Kiss Me tells the story of Frida (Liv Mjönes) and Mia (Ruth Vega Fernandez), who meet for the first time at their respective parent’s engagement party. Mia is a sullen and fragile individual, prone to unhappiness, especially when she is forced to spend time with her father, Lasse (Krister Henriksson). Frida and her mother (Lena Endre) have a much calmer and much more assertive relationship, which helps to steady the temperament of the group. Mia is also engaged to the good-natured Tim (Joakim Nättergvist) at the time of the engagement party, but it’s immediately clear she has eyes for Frida.
Mia’s character is a bit of a conundrum, blowing hot and cold, clearly attracted to Frida but trying to throw out a repellant attitude like it’s the only thing that could save her. It must be a tough thing to leave the safety of one relationship for another that would be an entirely different experience. However, the way Mia’s character is written makes it difficult to believe someone would want to expend energy loving her, she’s so bitter, difficult, and broken—even in her most manic moments.
There’s a lot of infighting in director and writer Alexandre-Therese Keining’s story, but the one thing I really like about Kiss Me is how open and succinct people are with their feelings. Given a miscommunication, the characters simply talk it out. Given a cheating scandal, the characters are forced to open up, admit fallacy, and apologize. Even Mia and Lasse—who are more shuttered than the others—have to deal with consequences. It may make audiences a little uncomfortable to see such happiness in a couple of women embarking on a torrid affair when both have significant others, but no one escapes their mistakes without being forced to deal with them.
As an American experiencing this film for the first time, I can’t believe how much drinking and smoking can occur in a film in under two hours. I haven’t seen so much drinking at lunchtime since Arrested Development went off the air and I stopped getting a weekly dose of Lucille. None of this really matters, as it isn’t a family friendly movie geared towards kids (there’s even nudity!), but I did find myself thinking that I could never keep up with the Swedes. I’d be drunk by breakfast.

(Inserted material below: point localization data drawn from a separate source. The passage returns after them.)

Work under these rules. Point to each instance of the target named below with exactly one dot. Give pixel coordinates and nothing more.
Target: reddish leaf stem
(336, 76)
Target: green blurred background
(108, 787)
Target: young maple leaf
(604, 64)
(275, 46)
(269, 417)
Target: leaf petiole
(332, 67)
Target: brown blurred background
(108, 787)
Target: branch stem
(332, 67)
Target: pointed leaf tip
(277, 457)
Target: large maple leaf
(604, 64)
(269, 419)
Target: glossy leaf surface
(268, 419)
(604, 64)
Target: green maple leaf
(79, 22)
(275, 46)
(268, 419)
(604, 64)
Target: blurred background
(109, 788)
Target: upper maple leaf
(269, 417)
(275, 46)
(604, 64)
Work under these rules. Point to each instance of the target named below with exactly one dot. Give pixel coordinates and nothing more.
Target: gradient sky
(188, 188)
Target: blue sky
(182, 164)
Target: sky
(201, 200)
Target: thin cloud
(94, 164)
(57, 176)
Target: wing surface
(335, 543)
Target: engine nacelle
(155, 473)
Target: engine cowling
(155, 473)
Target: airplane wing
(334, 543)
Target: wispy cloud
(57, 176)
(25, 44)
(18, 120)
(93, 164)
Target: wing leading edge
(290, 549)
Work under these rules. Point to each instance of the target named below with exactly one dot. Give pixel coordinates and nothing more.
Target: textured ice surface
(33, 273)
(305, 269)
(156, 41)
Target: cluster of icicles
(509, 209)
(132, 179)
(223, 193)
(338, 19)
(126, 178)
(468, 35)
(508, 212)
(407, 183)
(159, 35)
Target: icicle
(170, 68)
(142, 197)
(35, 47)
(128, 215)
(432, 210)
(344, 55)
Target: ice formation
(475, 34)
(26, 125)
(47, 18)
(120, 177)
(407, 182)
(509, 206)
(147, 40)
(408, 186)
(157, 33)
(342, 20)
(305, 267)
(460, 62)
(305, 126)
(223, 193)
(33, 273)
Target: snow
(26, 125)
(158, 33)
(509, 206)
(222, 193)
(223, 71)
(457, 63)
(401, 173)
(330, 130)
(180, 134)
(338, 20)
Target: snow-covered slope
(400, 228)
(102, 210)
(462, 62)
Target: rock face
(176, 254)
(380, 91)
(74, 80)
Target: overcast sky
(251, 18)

The film is subtitled in English, and there are some moments when the translation doesn’t come across satisfactorily. Sometimes there are scenes that are being played for humor—noticeable because the characters are laughing—that are not funny in the language in the text. As can happen with subtitles, the writing can seem awkward, but that’s always the danger with subtitling, and the cinematography and soundtrack more than make up for the clunky English. The latter features music written by Marc Collin and interspersed with pop music, and the former uses delicate, slows shots that focus on the characters expressions and soft lighting to tell it’s emotional story.
Kiss Me is a coming out story that focuses on love, loss and relationships. It’s a story about opening up and finding a way to happiness, even if there are setbacks. The film’s plot sometimes wavers, dealing with too many side narratives, but it is emotionally rewarding, and makes up for many of its drawbacks.

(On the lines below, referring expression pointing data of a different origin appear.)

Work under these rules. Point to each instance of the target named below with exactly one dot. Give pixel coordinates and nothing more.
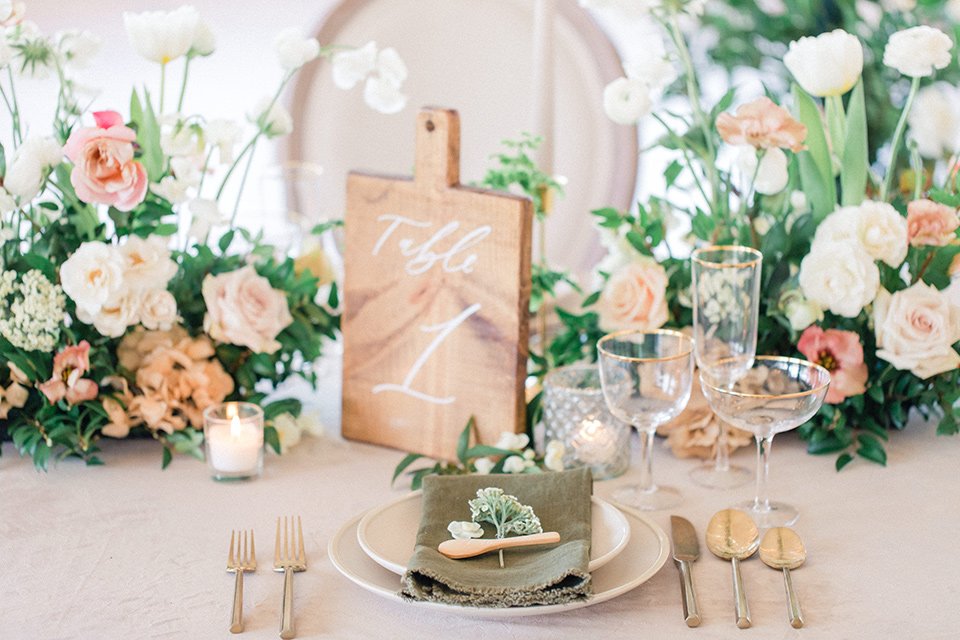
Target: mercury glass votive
(575, 412)
(233, 437)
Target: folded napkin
(551, 574)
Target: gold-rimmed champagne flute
(773, 395)
(646, 378)
(726, 303)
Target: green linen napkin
(550, 574)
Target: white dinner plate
(642, 557)
(388, 533)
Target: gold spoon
(733, 535)
(469, 547)
(781, 549)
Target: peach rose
(634, 298)
(916, 329)
(840, 353)
(929, 223)
(762, 125)
(67, 382)
(105, 171)
(244, 309)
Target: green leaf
(843, 460)
(406, 462)
(853, 174)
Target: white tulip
(826, 65)
(351, 67)
(771, 177)
(294, 51)
(917, 51)
(383, 96)
(626, 101)
(935, 121)
(162, 36)
(31, 163)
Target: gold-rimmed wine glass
(726, 304)
(773, 395)
(646, 378)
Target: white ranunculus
(206, 214)
(916, 329)
(277, 122)
(92, 276)
(147, 263)
(917, 51)
(840, 276)
(626, 101)
(391, 68)
(771, 177)
(512, 441)
(383, 96)
(352, 66)
(158, 310)
(30, 166)
(935, 121)
(204, 40)
(826, 65)
(78, 48)
(293, 51)
(162, 36)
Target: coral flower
(840, 353)
(762, 125)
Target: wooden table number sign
(436, 295)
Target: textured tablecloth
(130, 551)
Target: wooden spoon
(781, 549)
(733, 535)
(469, 547)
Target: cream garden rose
(916, 329)
(634, 298)
(243, 309)
(826, 65)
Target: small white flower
(31, 163)
(275, 122)
(351, 67)
(512, 441)
(162, 36)
(461, 530)
(917, 51)
(827, 65)
(484, 465)
(293, 51)
(626, 101)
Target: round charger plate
(388, 533)
(643, 556)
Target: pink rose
(929, 223)
(105, 171)
(634, 298)
(762, 125)
(242, 308)
(840, 353)
(67, 382)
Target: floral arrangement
(131, 302)
(859, 244)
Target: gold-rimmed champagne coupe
(646, 378)
(773, 395)
(726, 303)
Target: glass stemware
(726, 303)
(772, 395)
(646, 379)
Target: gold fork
(243, 563)
(291, 559)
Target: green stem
(898, 134)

At the beginning of the disc, there’s an anti-piracy ‘pay to play” skit from two women discussing the number of LGBT films produced and how to maintain support for LGBT films, there needs to be monetary support from the viewers. I would never illegally download a film, so I’m not sure if this approach is any more effective than the horrendous anti-piracy commercial a lot of the studios use, but it was definitely less aggressive and more meaningful. Interestingly, Twentieth Century Fox Home Entertainment has a similar, emotionally-driven appeal tactic in the works.

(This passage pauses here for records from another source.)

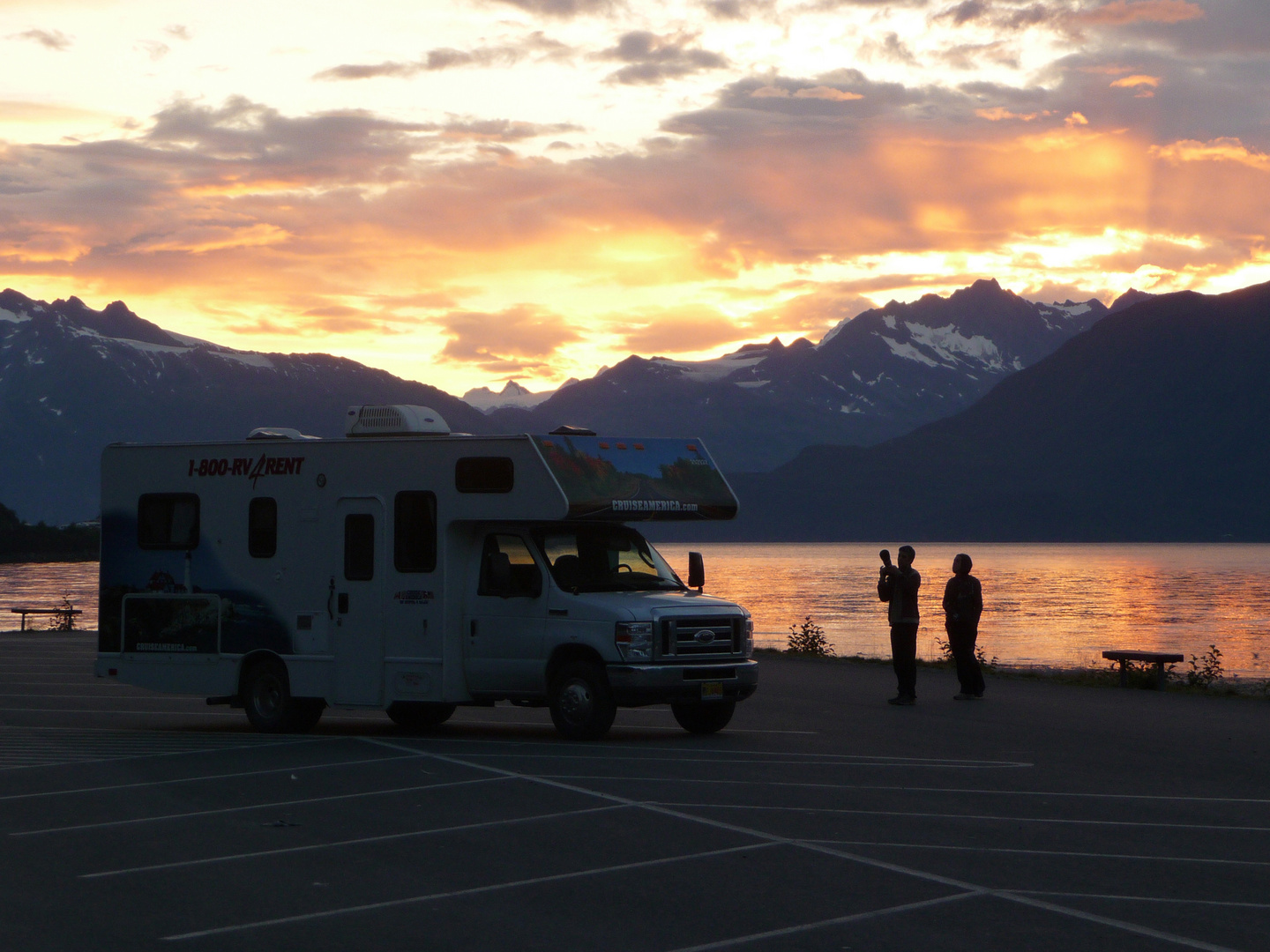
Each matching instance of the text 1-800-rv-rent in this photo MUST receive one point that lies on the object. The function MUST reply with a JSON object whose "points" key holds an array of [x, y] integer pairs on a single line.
{"points": [[412, 570]]}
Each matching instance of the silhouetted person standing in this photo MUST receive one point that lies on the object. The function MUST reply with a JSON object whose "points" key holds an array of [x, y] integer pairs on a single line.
{"points": [[898, 585], [963, 605]]}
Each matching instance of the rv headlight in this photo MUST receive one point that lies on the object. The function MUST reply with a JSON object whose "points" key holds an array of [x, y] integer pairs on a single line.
{"points": [[634, 641]]}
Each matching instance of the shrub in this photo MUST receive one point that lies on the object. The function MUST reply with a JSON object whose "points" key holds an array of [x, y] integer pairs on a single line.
{"points": [[808, 639]]}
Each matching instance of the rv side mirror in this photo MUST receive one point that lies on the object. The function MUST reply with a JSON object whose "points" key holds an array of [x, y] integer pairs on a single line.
{"points": [[696, 571], [499, 574]]}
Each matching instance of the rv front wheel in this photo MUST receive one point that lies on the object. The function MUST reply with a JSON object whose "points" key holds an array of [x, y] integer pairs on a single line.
{"points": [[582, 706], [704, 718], [267, 697], [419, 715]]}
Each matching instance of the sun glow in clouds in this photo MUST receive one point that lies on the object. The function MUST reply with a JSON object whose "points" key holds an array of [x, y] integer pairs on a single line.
{"points": [[462, 192]]}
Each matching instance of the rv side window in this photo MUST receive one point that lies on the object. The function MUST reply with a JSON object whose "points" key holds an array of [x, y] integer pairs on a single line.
{"points": [[168, 521], [360, 547], [507, 569], [484, 473], [262, 527], [415, 532]]}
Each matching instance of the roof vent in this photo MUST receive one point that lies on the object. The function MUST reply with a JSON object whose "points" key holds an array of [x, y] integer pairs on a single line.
{"points": [[279, 433], [572, 432], [394, 420]]}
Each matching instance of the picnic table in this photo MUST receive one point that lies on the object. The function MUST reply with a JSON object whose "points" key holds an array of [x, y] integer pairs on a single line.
{"points": [[65, 614], [1157, 658]]}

The disc features a lot of filler, and one music video. The music video is for the song “Love Steam,” featuring Melanie Pain of Nouvelle Vague. It was less exciting than a video from Jose Gonzalez or Robyn would have been. There’s also a trailer for Kiss Me and trailers for some upcoming films from Wolfe video. Really, there’s nothing here. It’s an independent release for a Swedish film, so it really shouldn’t come as a surprise, but if you are buying the set, you are doing so for the sake of the film only.